Fits a hybrid topic model combining STM with embedding-based methods. This function integrates structural topic modeling (STM) with semantic embeddings for enhanced topic discovery. The STM component provides statistical rigor and covariate modeling capabilities, while the embedding component adds semantic coherence.
Effect Estimation: Covariate effects on topic prevalence can be estimated using
the STM component via stm::estimateEffect(). The embedding component provides
semantically meaningful topic representations but does not support direct covariate
modeling.

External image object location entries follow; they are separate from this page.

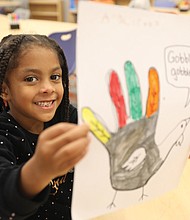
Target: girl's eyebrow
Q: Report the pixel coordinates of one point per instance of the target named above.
(35, 70)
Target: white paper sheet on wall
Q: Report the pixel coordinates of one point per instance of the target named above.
(133, 71)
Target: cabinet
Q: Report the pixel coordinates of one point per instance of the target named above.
(46, 9)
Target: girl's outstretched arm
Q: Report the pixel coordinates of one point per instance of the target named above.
(58, 150)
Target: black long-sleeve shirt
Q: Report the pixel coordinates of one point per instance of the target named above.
(17, 146)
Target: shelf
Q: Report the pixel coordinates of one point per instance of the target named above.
(47, 9)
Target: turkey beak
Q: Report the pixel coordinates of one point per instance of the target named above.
(187, 121)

This hybrid approach combines the best of both worlds: statistical inference
from STM and semantic quality from embeddings.
Usage
fit_hybrid_model(
texts,
metadata = NULL,
n_topics_stm = 10,
embedding_model = "all-MiniLM-L6-v2",
stm_prevalence = NULL,
stm_init_type = "Spectral",
alignment_method = "cosine",
verbose = TRUE,
seed = 123
)Arguments
- texts
A character vector of texts to analyze.
- metadata
Optional data frame with document metadata for STM covariate modeling.
- n_topics_stm
Number of topics for STM (default: 10).
- embedding_model
Embedding model name (default: "all-MiniLM-L6-v2").
- stm_prevalence
Formula for STM prevalence covariates (e.g., ~ category + s(year, df=3)).
- stm_init_type
STM initialization type (default: "Spectral").
- alignment_method
Method for aligning STM and embedding topics (default: "cosine").
- verbose
Logical, if TRUE, prints progress messages.
- seed
Random seed for reproducibility.
Value
A list containing:
stm_result: The STM model output (use this for effect estimation)
embedding_result: The embedding-based topic model output
alignment: Alignment metrics between the two models
combined_topics: Integrated topic representations
metadata: Metadata used in modeling (needed for effect estimation)
Note
For covariate effect estimation, use stm::estimateEffect() on the
stm_result$model component. The metadata must include the covariates
specified in stm_prevalence.
Examples
if (FALSE) { # \dontrun{
texts <- c("Computer-assisted instruction improves math skills for students with disabilities",
"Assistive technology supports reading comprehension for learning disabled students",
"Mobile devices enhance communication for students with autism spectrum disorder")
hybrid_model <- fit_hybrid_model(
texts = texts,
n_topics_stm = 3,
verbose = TRUE
)
} # }